I am impressed the reporter of the bug kept his cool and did all the debugging work for them using libfaketime while they blobiated about code not supposed to be running for 25 days and being unable to reproduce anything.
It’s amusing to see the bottom of issue threads like this grow with messages “issue was referenced from another project.” It would be cool to generate a graph of which projects have issues linking to each other. I suppose it would be sort of like a dependency graph, but one that only includes the most fragile dependencies. :)
> Note that what I meant by that isn't that your services aren't expected to be up for a month. It's that redundancy is expected (2+ instances behind a load balancer) so servers are resilient to failure.
I guess thats why he mentioned gameservers specifically, as those often depend on being a single node
I hate and like people behind JS development as a language at the same time.
Node.js devs more than anybody else realize what's wrong with the general direction of mainstream webdev languages, while at the same time cultivating that culture around themselves like that.
A good decision they made was not using high level IO abstractions that both eats performance, and obscures synchronicity implications.
And the bad one is their general chabuduo attitude. While nobody in a sane mind will use node.js for an airplane autopilot,or a space mission software, there is no reason for them not to strive for improving node.js reliability to the extend demanded in the "serious software" industry
TL;DR from the GitHub discussion: had to do with an integer overflow related to oxffffff hex string lengths and unsigned ints, introduced in one of the Node 10.x versions. This is the pull request that fixes it: https://github.com/nodejs/node/pull/22214
stuff like crons, logging stats, all kinds of things. Note that this apparently even affected some setTimeout calls after that long, so you couldn't schedule something to happen 500 ms from now, for example...
The bug occurs if your process reaches ~25 days, period. Regardless of the interval that you set - it could be 1ms and still fail. It has been 'fixed' and is now ~49 days, but setTimeout does not throw and so you have to rely on your process crashing due to some other condition.
If you have setTimeout anywhere in your code (including packages), you will need to force it to crash/exit once a month.
The implementation of setTimeout in Node is not sound.
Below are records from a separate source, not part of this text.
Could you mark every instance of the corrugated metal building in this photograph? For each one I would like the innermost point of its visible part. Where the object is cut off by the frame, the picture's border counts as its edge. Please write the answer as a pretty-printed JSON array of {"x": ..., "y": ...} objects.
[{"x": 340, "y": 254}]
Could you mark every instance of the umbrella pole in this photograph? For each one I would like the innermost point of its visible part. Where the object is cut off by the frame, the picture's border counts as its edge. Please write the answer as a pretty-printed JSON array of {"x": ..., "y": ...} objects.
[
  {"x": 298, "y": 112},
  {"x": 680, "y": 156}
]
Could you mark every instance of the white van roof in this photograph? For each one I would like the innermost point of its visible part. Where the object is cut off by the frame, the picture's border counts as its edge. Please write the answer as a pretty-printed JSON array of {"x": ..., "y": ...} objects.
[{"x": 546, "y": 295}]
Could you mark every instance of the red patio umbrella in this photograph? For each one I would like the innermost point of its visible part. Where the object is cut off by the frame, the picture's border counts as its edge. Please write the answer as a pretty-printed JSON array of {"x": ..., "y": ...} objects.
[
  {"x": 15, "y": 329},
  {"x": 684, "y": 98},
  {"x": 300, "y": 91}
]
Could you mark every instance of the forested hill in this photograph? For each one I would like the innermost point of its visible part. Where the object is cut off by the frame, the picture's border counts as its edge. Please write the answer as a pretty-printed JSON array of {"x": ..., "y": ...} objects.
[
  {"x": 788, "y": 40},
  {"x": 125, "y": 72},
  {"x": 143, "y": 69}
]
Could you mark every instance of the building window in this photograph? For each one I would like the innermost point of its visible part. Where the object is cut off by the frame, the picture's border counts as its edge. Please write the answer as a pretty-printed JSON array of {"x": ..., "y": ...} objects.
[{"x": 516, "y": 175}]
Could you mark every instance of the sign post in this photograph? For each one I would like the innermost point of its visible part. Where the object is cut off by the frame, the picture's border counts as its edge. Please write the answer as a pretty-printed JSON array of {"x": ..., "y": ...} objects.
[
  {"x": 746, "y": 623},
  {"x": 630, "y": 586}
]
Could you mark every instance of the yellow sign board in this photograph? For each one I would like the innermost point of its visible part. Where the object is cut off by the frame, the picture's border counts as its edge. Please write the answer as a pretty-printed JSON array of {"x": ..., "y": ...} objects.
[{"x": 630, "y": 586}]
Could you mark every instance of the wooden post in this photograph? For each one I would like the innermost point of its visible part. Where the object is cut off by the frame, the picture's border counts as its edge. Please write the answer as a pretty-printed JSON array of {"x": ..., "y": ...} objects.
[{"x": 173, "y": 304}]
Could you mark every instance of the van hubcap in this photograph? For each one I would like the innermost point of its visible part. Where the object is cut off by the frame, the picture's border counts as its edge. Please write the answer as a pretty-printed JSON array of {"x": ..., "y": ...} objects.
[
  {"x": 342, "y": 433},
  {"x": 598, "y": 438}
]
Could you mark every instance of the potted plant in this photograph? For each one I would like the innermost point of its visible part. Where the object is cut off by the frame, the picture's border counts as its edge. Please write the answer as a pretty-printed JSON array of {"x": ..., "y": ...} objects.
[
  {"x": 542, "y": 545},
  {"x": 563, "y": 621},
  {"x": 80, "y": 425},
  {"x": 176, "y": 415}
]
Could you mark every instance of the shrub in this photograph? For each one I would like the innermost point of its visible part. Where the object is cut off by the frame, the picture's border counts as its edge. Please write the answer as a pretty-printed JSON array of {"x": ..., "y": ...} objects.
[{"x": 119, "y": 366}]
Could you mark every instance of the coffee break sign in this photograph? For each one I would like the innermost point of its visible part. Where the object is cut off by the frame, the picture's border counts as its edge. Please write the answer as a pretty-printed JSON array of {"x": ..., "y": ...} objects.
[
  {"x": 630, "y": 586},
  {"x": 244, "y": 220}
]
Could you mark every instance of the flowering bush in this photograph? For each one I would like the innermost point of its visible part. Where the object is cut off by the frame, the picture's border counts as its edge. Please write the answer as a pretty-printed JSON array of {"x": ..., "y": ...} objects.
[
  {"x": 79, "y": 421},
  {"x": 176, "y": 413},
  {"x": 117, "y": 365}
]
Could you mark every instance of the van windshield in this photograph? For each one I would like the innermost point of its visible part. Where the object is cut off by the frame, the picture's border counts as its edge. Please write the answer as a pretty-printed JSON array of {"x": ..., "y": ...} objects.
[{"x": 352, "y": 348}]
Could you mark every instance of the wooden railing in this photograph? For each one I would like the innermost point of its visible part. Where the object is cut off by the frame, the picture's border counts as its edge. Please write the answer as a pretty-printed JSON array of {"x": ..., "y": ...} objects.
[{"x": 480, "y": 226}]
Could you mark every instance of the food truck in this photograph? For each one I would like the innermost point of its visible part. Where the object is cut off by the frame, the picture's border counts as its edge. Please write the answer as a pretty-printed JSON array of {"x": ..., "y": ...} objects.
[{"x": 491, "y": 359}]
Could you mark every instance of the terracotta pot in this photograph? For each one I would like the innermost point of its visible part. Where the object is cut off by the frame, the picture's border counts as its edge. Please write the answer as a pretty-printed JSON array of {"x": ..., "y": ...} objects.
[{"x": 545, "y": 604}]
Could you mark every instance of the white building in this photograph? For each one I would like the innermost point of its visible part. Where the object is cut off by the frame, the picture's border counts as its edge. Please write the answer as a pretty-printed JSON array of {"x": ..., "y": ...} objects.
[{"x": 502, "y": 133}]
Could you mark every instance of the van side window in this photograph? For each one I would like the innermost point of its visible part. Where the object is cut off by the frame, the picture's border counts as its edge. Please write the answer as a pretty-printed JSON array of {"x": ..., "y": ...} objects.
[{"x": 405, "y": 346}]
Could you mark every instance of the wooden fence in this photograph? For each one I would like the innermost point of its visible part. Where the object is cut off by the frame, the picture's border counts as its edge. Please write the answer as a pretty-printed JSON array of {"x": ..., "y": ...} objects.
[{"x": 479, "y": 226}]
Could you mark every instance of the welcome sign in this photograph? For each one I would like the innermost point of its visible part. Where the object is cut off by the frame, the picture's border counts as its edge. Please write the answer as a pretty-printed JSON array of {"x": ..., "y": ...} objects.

> cumulative running time is not needed to calculate when next to call the interval
I don't see how that solves anything, you are just defining a new limit to be broken, which would occur when the timer resolution is next increased if not in practice.
It makes sense that either the actual interval or timeout periods are limited by the underlying types used to store them... but I see no intrinsic reason why cumulative time that setInterval runs need be limited by any underlying type (cumulative running time is not needed to calculate when next to call the interval).
Would someone seriously encounter a defect like that? Who would set a function to run after ~25 days (2^31 milliseconds) and expect that that process still runs after all those days? You're not safeguarding yourself against the very likely situation that processes could stop over such a long period.
Also, considering the length of that period, it's most likely that the delay for the function-to-be-called is from a business (and not some technical) requirement. So, a more fitting design would be to set up a delayed job for asynchronously executing long-running or later tasks in the background by a scheduler.
Conceptually they are not scheduling a function to be run after a month, but scheduling it to run twice per second as long as the process is running. When the process is still running a month later, it is very unexpected that the scheduling would suddenly stop.
My bad, perhaps because of the original (or confusing) post title earlier. A scheduling process that stops after 25 days is indeed a more realistic bug than a function planned for execution in 25 days not being called.